Which, despite genre forcing the game’s hand and the game forcing the player’s in turn, it actually manages to do pretty well. Violence is a well-trodden theme across nearly every art form, and gaming is an especially fitting place to explore it. It’s one of the few forms that lets you actually enact violence, and feel the thrill/horror of it (depending on the game). If you do choose to play this game murdering everybody you come across, you’ll hear your enemies yell out the name of their teammates, reinforcing the fact that these are real people. The narrative of the game also enforces this kind of acknowledgement of real people; your enemies are not faceless mooks, they’re people who you care about. Sometimes the game can go a bit overboard with this – dark at the expense of depth, edgy at the expense of subtlety – but when it works, it’s effective as hell. Naughty Dog clearly wants to interrogate the violence they’ve built their two latest franchises on, and it’s not a moment too soon.
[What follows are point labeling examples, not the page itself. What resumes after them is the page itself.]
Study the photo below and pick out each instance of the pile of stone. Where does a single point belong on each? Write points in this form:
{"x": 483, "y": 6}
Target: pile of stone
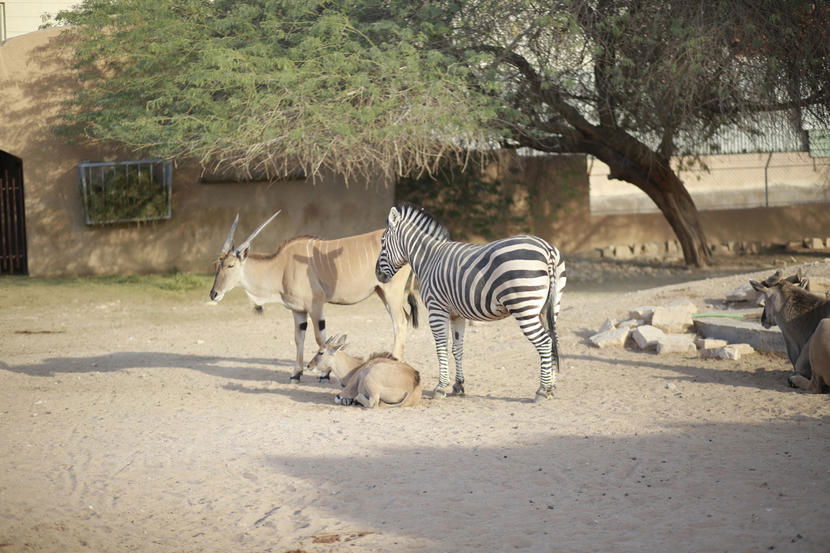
{"x": 668, "y": 328}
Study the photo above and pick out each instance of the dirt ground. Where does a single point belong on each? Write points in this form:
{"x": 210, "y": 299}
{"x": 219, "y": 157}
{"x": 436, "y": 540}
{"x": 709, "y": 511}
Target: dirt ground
{"x": 136, "y": 417}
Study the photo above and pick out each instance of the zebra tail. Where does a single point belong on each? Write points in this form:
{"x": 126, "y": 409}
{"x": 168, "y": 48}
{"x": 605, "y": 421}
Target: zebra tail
{"x": 552, "y": 307}
{"x": 412, "y": 316}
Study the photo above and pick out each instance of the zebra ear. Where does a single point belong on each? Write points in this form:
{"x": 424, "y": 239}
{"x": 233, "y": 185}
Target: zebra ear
{"x": 758, "y": 286}
{"x": 394, "y": 217}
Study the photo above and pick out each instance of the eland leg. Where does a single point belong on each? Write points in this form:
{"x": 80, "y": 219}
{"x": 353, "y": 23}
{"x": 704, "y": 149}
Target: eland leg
{"x": 393, "y": 299}
{"x": 438, "y": 323}
{"x": 458, "y": 325}
{"x": 318, "y": 324}
{"x": 300, "y": 327}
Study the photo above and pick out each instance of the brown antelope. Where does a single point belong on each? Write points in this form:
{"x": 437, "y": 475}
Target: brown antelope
{"x": 380, "y": 381}
{"x": 803, "y": 319}
{"x": 307, "y": 272}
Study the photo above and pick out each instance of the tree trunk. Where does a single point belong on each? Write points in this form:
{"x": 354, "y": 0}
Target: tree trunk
{"x": 665, "y": 188}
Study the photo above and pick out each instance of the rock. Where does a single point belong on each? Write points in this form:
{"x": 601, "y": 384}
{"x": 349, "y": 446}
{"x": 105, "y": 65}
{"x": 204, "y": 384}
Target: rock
{"x": 743, "y": 349}
{"x": 676, "y": 343}
{"x": 646, "y": 336}
{"x": 613, "y": 337}
{"x": 725, "y": 352}
{"x": 683, "y": 303}
{"x": 675, "y": 319}
{"x": 623, "y": 252}
{"x": 741, "y": 331}
{"x": 642, "y": 313}
{"x": 709, "y": 343}
{"x": 744, "y": 292}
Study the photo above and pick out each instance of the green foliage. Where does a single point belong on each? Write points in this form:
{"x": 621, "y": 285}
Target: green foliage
{"x": 125, "y": 193}
{"x": 268, "y": 84}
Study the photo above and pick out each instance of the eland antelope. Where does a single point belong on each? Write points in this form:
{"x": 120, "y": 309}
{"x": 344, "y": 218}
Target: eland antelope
{"x": 378, "y": 382}
{"x": 307, "y": 272}
{"x": 804, "y": 319}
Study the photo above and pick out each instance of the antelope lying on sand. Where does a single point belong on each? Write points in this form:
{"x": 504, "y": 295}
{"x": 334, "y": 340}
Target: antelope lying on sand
{"x": 803, "y": 318}
{"x": 306, "y": 272}
{"x": 380, "y": 381}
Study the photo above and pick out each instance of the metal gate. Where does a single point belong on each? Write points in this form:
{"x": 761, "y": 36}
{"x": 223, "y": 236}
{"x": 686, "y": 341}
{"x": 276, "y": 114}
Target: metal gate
{"x": 12, "y": 217}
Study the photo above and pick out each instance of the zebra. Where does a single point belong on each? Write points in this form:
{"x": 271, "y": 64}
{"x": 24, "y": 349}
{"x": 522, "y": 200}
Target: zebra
{"x": 523, "y": 276}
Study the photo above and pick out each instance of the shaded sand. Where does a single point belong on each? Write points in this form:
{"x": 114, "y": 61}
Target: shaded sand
{"x": 134, "y": 419}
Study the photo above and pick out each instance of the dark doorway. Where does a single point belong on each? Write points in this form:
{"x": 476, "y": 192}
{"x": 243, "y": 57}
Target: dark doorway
{"x": 12, "y": 217}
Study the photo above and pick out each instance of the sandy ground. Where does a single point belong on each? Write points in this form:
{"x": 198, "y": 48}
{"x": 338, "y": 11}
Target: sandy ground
{"x": 139, "y": 419}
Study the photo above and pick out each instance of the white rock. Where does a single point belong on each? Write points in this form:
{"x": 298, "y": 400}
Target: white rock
{"x": 676, "y": 343}
{"x": 683, "y": 303}
{"x": 743, "y": 349}
{"x": 642, "y": 313}
{"x": 675, "y": 319}
{"x": 646, "y": 336}
{"x": 613, "y": 337}
{"x": 709, "y": 343}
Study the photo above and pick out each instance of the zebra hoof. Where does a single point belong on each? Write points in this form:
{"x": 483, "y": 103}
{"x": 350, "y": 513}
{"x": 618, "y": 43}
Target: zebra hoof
{"x": 439, "y": 393}
{"x": 543, "y": 395}
{"x": 343, "y": 400}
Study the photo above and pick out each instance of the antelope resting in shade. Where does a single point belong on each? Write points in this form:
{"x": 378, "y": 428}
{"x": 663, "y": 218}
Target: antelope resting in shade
{"x": 804, "y": 319}
{"x": 307, "y": 272}
{"x": 379, "y": 382}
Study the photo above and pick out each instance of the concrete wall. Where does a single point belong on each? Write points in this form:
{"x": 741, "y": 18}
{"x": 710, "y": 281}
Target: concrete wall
{"x": 553, "y": 198}
{"x": 34, "y": 82}
{"x": 725, "y": 182}
{"x": 25, "y": 16}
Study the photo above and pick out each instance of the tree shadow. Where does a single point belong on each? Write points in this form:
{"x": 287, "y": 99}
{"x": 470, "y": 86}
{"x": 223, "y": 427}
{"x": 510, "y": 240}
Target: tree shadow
{"x": 716, "y": 372}
{"x": 236, "y": 368}
{"x": 691, "y": 488}
{"x": 296, "y": 393}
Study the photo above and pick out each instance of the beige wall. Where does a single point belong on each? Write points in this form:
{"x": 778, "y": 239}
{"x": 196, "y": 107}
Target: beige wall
{"x": 727, "y": 182}
{"x": 553, "y": 197}
{"x": 33, "y": 83}
{"x": 25, "y": 16}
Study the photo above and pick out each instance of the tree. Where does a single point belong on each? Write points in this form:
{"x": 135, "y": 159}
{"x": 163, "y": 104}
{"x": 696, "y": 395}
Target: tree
{"x": 266, "y": 86}
{"x": 635, "y": 82}
{"x": 398, "y": 85}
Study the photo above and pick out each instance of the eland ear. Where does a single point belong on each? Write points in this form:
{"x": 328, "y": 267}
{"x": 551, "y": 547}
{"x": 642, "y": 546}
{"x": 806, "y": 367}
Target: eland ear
{"x": 394, "y": 217}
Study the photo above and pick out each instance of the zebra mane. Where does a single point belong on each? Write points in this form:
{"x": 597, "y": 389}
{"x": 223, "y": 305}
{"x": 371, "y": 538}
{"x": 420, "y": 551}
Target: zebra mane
{"x": 428, "y": 223}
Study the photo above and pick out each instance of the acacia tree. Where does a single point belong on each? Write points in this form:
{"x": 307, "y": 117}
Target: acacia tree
{"x": 634, "y": 83}
{"x": 267, "y": 86}
{"x": 397, "y": 85}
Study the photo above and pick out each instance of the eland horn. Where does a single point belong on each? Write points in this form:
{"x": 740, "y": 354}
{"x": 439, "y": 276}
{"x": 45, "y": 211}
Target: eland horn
{"x": 247, "y": 241}
{"x": 226, "y": 247}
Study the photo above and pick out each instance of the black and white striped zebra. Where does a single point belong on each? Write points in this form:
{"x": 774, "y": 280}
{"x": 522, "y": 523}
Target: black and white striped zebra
{"x": 522, "y": 276}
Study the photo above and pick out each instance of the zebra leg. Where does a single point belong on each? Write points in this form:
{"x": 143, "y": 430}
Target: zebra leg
{"x": 547, "y": 348}
{"x": 458, "y": 325}
{"x": 300, "y": 326}
{"x": 438, "y": 323}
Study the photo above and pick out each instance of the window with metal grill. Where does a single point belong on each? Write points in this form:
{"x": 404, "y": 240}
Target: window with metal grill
{"x": 126, "y": 191}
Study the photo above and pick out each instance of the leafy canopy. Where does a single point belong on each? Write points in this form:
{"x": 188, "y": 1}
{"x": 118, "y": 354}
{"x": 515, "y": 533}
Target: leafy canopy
{"x": 269, "y": 85}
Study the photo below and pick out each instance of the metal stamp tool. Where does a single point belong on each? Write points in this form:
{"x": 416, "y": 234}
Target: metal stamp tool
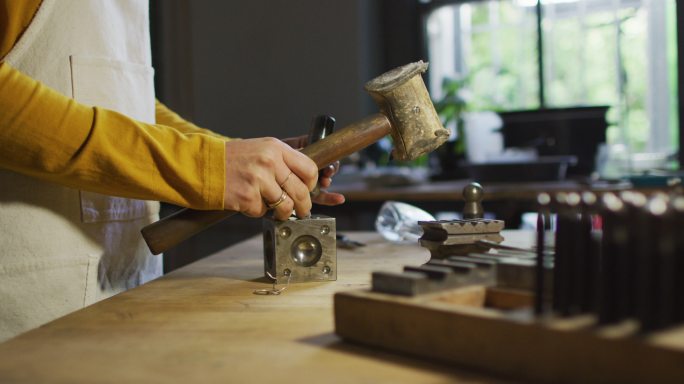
{"x": 460, "y": 237}
{"x": 300, "y": 250}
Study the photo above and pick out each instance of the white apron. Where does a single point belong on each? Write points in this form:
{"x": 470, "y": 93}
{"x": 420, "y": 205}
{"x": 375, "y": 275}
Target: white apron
{"x": 62, "y": 249}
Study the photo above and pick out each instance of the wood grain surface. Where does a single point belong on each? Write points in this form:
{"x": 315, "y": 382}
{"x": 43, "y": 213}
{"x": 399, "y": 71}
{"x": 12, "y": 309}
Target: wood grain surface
{"x": 203, "y": 324}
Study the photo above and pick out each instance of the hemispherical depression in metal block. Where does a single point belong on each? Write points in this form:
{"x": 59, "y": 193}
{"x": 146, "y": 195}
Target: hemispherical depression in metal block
{"x": 325, "y": 230}
{"x": 306, "y": 250}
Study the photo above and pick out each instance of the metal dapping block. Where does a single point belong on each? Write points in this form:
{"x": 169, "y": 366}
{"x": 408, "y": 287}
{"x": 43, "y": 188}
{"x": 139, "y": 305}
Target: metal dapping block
{"x": 301, "y": 249}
To put it generously, The Last of Us Part II carefully treads more than a few difficult lines – the line between representing queerness and centring it, the line between choosing to be about the cycle of violence and being forced to address it, the line between being an immersive experience and being a punishing experience. The fact that it’s doing any of these at all is admirable. To put it less kindly, and realistically: The Last of Us Part II is right in the middle of many unwinnable battles, and like its protagonist, it comes out winning, setting bars across the board, but definitely not unscathed. There’s only so much you can do when you’re bound with the restrictions of not just your genre, but by the expectations of a triple-A sequel to one of the most critically acclaimed games of all time. So while it sets all those bars, what I think the lasting legacy of The Last of Us Part II will be, rather than an incredible sequel to a much-loved game (and there’s no question, Cyberpunk 2077 pending, that it’ll be getting dozens of game of the year awards), is that it will go down as a lighting point for conversations. Conversations around accessibility, around representation, around violence in video games. They’re important conversations to be had, and it’s long overdue for them to come from the fringes into the mainstream, and a credit to The Last of Us Part II that it’s a lightning rod for what it is doing, rather than for what it’s not.

Some games are great because they play well and they’re fun. I think The Last of Us Part II plays well, but is not especially fun, and I think it’s a game that does not want to be fun either. Other games are great because they change the way we talk and think about gaming. The Last of Us Part II will be that game for a huge amount of people, perhaps millions, and for me, that’s what makes it great.

The Last of Us Part II was played on a review copy provided by Sony, and was completed once.